CONCORD, N.H. - If you were one of the Granite Staters who stood in a long line to cast your ballot, voting-rights advocates will be tracking what happened this year on Election Day to urge lawmakers to make changes for future elections.

There were limited problems with voters being turned away in the primary, said Devon Chaffee, executive director of the ACLU of New Hampshire, and now they'll follow up on reports of any irregularities in yesterday's balloting.

Chaffee said she hopes lawmakers follow the lead of other states and get to work on changes that would modernize the election process "to make it easier for all people to vote - whether or not you're elderly, whether or not you have a disability, whether or not you have significant constraints on your time because you're a caregiver; you have limited flexibility in your workplace."

The ACLU of New Hampshire's legal director was on call on Election Day to field calls about problems at polling places. The group referred anyone who felt they had been denied the right to vote to the Attorney General's Office Election Day toll-Free hotline, 1-866-868-3703.

Chaffee said modernizing the process also would help those people who work at the polling places.

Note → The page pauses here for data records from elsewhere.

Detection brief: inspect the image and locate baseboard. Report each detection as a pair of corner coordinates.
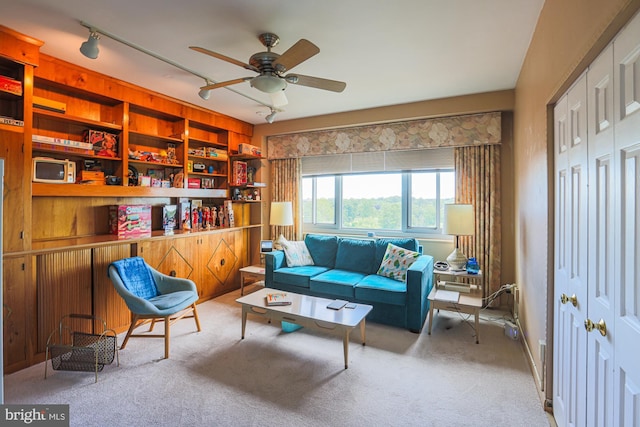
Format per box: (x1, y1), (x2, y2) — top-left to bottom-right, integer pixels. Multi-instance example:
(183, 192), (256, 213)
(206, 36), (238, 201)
(516, 318), (545, 392)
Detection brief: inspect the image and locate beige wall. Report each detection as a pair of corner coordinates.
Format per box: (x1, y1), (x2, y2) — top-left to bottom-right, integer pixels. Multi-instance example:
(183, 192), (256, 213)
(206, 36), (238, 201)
(252, 90), (515, 283)
(514, 0), (640, 399)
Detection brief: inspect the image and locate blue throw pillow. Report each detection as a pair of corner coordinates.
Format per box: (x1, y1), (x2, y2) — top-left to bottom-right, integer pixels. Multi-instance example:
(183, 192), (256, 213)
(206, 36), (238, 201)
(372, 237), (418, 273)
(304, 234), (338, 268)
(336, 238), (376, 274)
(111, 257), (159, 300)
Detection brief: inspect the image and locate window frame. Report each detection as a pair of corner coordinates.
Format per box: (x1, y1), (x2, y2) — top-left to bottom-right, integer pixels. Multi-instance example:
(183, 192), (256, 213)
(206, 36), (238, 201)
(301, 167), (454, 238)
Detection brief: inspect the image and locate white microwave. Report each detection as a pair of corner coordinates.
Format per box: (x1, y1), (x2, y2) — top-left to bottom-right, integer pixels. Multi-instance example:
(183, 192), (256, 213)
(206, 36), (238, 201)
(33, 157), (76, 184)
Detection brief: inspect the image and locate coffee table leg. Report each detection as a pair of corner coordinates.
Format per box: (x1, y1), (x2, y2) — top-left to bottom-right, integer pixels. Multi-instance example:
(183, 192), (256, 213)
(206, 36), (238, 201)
(475, 309), (480, 344)
(429, 301), (433, 335)
(241, 305), (247, 339)
(342, 329), (350, 369)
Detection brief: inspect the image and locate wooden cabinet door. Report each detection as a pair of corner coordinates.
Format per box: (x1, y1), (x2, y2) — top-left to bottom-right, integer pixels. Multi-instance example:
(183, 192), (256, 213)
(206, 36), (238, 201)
(2, 258), (31, 374)
(0, 130), (28, 253)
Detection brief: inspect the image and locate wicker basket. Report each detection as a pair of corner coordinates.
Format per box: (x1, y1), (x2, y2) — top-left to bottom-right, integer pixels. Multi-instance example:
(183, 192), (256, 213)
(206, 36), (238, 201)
(44, 314), (120, 382)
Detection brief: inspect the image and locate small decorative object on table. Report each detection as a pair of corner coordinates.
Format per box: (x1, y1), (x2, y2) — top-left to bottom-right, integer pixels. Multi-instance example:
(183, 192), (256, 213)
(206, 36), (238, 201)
(265, 292), (292, 306)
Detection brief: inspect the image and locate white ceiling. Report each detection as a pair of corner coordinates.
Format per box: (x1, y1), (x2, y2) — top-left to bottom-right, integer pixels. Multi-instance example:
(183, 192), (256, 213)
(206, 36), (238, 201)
(0, 0), (544, 124)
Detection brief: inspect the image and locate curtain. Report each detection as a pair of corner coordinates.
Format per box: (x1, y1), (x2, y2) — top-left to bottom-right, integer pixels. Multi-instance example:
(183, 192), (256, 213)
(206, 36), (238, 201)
(454, 145), (502, 296)
(271, 159), (302, 240)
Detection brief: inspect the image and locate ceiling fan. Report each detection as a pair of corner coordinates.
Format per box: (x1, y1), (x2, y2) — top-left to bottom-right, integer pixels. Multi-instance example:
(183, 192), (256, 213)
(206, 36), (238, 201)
(189, 33), (347, 106)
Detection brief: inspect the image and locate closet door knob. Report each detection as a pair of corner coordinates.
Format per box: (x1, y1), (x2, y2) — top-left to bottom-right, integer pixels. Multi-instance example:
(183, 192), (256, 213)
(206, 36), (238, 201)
(560, 294), (578, 307)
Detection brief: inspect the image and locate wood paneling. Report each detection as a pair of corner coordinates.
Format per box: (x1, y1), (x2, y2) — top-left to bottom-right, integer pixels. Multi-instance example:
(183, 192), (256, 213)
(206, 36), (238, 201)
(36, 249), (92, 353)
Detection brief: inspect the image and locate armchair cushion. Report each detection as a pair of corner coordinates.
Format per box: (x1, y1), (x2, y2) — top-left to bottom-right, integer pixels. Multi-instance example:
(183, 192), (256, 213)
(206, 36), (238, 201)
(149, 291), (199, 310)
(113, 257), (159, 300)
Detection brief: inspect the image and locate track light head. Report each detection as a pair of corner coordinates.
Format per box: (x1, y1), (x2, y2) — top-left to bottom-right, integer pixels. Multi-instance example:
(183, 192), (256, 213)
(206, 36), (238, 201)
(80, 30), (100, 59)
(264, 108), (278, 123)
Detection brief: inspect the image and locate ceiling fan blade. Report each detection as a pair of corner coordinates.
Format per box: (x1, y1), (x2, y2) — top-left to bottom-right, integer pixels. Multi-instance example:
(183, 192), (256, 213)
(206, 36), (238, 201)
(269, 90), (289, 107)
(272, 39), (320, 73)
(189, 46), (260, 73)
(285, 74), (347, 92)
(200, 77), (253, 90)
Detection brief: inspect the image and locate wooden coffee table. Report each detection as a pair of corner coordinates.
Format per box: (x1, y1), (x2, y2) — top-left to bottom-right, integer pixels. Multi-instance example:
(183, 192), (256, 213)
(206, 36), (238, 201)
(236, 288), (373, 369)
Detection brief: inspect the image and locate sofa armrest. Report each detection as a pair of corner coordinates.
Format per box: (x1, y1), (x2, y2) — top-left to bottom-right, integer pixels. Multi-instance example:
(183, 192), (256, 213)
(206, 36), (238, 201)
(407, 255), (433, 332)
(264, 250), (287, 288)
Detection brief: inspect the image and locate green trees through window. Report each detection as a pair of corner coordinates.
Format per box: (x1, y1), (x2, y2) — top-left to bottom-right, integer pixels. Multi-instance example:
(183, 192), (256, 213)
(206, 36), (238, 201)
(302, 170), (455, 235)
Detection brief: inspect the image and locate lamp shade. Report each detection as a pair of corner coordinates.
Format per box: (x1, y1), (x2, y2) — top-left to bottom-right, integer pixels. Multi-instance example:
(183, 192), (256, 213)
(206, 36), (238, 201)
(269, 202), (293, 225)
(443, 204), (475, 236)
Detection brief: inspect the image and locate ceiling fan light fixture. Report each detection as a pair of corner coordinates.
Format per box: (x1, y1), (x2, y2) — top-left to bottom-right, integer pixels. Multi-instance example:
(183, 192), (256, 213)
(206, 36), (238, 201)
(198, 80), (211, 101)
(249, 74), (287, 93)
(264, 108), (278, 124)
(80, 29), (100, 59)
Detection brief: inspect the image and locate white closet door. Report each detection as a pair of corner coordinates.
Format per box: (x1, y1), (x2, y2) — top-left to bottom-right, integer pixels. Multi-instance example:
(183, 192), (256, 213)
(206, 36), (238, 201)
(586, 45), (615, 426)
(613, 10), (640, 426)
(553, 76), (588, 426)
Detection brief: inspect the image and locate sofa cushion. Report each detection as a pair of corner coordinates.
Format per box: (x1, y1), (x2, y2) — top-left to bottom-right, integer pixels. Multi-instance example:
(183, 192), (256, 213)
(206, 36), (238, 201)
(304, 234), (338, 268)
(371, 238), (418, 274)
(273, 265), (328, 288)
(355, 274), (407, 306)
(336, 238), (376, 275)
(377, 243), (420, 282)
(278, 235), (313, 267)
(309, 269), (365, 298)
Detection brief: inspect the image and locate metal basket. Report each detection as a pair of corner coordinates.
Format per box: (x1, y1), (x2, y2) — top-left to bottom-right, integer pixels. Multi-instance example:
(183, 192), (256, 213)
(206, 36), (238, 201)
(44, 314), (120, 382)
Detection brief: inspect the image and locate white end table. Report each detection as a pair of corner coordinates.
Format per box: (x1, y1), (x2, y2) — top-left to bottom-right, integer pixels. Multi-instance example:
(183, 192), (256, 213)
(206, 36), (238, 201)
(428, 269), (484, 344)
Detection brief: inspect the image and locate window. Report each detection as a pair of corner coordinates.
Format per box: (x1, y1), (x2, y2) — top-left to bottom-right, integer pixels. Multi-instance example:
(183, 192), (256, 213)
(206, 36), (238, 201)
(302, 169), (455, 235)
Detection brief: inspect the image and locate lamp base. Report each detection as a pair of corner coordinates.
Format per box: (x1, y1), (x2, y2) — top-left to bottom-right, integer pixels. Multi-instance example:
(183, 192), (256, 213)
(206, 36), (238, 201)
(447, 248), (467, 271)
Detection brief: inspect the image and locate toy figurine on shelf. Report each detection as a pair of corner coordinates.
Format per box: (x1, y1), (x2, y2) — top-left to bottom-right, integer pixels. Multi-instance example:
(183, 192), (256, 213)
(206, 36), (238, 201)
(218, 206), (226, 227)
(202, 206), (211, 230)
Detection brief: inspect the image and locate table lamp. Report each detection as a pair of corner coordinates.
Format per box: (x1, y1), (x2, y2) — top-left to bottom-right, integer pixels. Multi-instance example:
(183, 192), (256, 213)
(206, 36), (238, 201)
(443, 204), (475, 271)
(269, 202), (293, 249)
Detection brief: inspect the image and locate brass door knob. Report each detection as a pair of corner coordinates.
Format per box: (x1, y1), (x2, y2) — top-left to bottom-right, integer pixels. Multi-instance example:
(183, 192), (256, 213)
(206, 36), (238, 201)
(560, 294), (578, 307)
(584, 319), (607, 337)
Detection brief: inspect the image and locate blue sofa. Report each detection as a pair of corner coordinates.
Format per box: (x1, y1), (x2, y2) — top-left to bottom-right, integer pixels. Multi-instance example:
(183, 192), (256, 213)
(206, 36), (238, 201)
(265, 234), (433, 332)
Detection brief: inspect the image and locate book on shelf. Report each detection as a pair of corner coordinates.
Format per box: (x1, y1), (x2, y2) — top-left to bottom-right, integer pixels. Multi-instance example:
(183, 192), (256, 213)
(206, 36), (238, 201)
(265, 292), (292, 306)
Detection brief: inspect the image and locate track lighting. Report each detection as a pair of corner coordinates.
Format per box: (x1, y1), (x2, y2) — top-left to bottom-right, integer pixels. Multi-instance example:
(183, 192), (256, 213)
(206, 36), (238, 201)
(80, 21), (276, 112)
(264, 108), (277, 123)
(198, 79), (213, 101)
(80, 28), (100, 59)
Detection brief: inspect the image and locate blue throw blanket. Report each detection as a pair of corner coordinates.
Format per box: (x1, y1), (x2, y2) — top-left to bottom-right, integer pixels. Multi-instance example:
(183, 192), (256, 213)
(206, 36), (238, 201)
(111, 257), (159, 299)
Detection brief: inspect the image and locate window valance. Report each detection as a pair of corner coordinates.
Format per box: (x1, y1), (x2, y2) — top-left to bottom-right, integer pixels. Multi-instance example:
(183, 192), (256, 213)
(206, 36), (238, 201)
(267, 112), (502, 160)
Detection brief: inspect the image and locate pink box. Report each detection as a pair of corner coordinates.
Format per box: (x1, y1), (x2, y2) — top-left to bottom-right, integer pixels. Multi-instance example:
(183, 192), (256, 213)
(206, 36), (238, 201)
(109, 205), (151, 239)
(187, 178), (200, 188)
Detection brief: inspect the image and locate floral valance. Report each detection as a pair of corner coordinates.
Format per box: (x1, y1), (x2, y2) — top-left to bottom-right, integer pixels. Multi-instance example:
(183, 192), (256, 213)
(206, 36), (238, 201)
(267, 112), (502, 160)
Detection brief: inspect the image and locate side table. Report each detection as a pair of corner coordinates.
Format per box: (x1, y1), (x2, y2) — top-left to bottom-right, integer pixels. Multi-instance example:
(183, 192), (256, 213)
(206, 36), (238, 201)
(428, 270), (484, 344)
(240, 265), (264, 295)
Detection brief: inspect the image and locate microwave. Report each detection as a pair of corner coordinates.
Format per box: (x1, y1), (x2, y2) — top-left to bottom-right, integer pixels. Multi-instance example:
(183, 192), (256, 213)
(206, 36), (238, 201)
(33, 157), (76, 184)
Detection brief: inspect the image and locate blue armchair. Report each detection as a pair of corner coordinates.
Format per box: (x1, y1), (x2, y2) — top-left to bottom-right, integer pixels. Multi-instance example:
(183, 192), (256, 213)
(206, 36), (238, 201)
(108, 257), (201, 359)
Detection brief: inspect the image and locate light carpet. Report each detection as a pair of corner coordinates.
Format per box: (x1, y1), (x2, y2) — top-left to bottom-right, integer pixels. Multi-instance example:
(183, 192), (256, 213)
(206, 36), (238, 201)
(5, 286), (550, 427)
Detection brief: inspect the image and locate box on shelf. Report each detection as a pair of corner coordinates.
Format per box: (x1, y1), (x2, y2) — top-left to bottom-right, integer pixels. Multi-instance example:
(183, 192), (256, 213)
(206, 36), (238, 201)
(233, 160), (247, 185)
(109, 205), (151, 239)
(77, 170), (105, 185)
(162, 205), (178, 234)
(0, 75), (22, 96)
(82, 129), (118, 157)
(33, 95), (67, 113)
(187, 178), (200, 188)
(238, 144), (262, 157)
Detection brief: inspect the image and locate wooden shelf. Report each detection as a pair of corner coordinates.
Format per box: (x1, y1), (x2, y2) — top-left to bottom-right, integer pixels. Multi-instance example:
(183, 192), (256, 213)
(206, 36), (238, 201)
(33, 108), (122, 131)
(31, 182), (229, 199)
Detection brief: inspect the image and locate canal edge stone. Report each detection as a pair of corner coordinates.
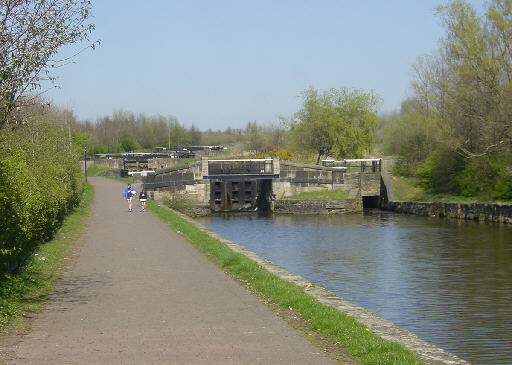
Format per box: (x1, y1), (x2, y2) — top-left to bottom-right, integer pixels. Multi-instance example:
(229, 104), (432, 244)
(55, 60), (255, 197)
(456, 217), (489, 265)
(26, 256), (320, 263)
(167, 205), (469, 365)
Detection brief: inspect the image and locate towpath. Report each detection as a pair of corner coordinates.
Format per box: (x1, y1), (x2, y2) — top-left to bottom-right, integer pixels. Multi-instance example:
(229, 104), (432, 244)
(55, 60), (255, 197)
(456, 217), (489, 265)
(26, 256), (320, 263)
(4, 178), (332, 364)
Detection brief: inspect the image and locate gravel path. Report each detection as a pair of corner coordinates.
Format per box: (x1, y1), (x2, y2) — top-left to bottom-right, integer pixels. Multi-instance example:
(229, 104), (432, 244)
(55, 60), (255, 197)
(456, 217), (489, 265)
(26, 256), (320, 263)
(2, 178), (332, 364)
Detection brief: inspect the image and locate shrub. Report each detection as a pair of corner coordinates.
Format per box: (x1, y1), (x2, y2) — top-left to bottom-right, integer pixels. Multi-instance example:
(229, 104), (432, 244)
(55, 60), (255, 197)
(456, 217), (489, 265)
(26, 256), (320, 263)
(416, 149), (465, 193)
(457, 155), (512, 200)
(0, 116), (83, 271)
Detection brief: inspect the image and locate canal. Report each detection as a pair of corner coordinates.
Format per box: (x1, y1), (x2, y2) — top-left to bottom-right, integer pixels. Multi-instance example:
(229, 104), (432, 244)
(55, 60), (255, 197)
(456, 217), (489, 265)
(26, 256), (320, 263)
(198, 211), (512, 364)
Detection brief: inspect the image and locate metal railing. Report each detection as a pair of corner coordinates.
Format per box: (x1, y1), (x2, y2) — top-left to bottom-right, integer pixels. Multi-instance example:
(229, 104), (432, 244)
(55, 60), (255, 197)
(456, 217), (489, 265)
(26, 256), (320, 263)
(208, 159), (274, 176)
(322, 158), (382, 172)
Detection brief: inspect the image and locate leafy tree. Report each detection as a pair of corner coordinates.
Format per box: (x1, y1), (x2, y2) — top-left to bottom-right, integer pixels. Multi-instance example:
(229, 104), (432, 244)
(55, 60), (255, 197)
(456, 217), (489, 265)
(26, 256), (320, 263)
(245, 121), (266, 151)
(291, 88), (380, 164)
(188, 125), (201, 146)
(0, 0), (96, 128)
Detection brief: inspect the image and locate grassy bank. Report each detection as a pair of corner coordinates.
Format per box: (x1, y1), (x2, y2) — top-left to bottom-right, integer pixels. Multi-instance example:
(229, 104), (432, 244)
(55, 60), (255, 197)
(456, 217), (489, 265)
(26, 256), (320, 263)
(283, 190), (348, 200)
(390, 175), (512, 204)
(148, 201), (421, 364)
(0, 185), (93, 333)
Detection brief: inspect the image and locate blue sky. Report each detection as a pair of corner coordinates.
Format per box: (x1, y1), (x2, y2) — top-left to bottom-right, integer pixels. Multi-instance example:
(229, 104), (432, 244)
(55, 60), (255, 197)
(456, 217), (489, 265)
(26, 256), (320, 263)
(46, 0), (481, 130)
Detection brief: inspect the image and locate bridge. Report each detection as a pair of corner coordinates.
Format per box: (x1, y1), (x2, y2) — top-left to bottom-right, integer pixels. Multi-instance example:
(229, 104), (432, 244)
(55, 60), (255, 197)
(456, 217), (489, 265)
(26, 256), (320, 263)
(140, 158), (381, 211)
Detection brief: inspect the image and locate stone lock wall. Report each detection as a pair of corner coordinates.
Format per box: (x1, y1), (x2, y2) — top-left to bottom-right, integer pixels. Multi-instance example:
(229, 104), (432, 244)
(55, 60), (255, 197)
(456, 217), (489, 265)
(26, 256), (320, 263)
(272, 161), (345, 199)
(143, 162), (210, 204)
(383, 201), (512, 224)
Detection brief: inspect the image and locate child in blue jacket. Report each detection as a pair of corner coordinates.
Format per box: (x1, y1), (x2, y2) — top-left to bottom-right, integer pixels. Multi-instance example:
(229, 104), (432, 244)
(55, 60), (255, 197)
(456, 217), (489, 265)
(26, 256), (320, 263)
(123, 184), (137, 212)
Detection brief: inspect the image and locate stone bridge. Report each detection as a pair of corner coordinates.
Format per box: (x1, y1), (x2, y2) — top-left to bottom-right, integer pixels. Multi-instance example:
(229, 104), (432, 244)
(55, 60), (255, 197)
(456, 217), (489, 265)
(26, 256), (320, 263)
(141, 158), (381, 211)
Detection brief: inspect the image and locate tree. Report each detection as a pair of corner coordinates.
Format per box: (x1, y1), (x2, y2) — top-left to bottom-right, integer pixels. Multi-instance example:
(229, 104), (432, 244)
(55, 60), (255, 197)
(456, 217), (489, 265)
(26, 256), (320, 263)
(413, 0), (512, 157)
(245, 121), (265, 152)
(188, 124), (201, 146)
(0, 0), (97, 128)
(291, 88), (380, 164)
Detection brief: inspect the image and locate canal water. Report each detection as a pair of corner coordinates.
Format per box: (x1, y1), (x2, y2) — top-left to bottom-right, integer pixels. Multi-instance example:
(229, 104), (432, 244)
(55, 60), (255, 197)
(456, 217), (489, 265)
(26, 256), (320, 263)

"For the good of election officials and poll workers, we need to be making their job as easy as possible," she said, "and we need to be looking to them to see what they need in order to do their job."

Chaffee said they'll be following up on polling places where voters waited in long lines.

"Long lines are always a problem, because you worry about people who aren't able to spend hours at a polling place," she said, "and when those people turn away, that is a form of voter disenfranchisement."

She said important measures such as online voter registration and electronic poll books can reduce lengthy waits at the polls, make it easier for eligible voters to cast their ballots and ease the burdens on local election officials.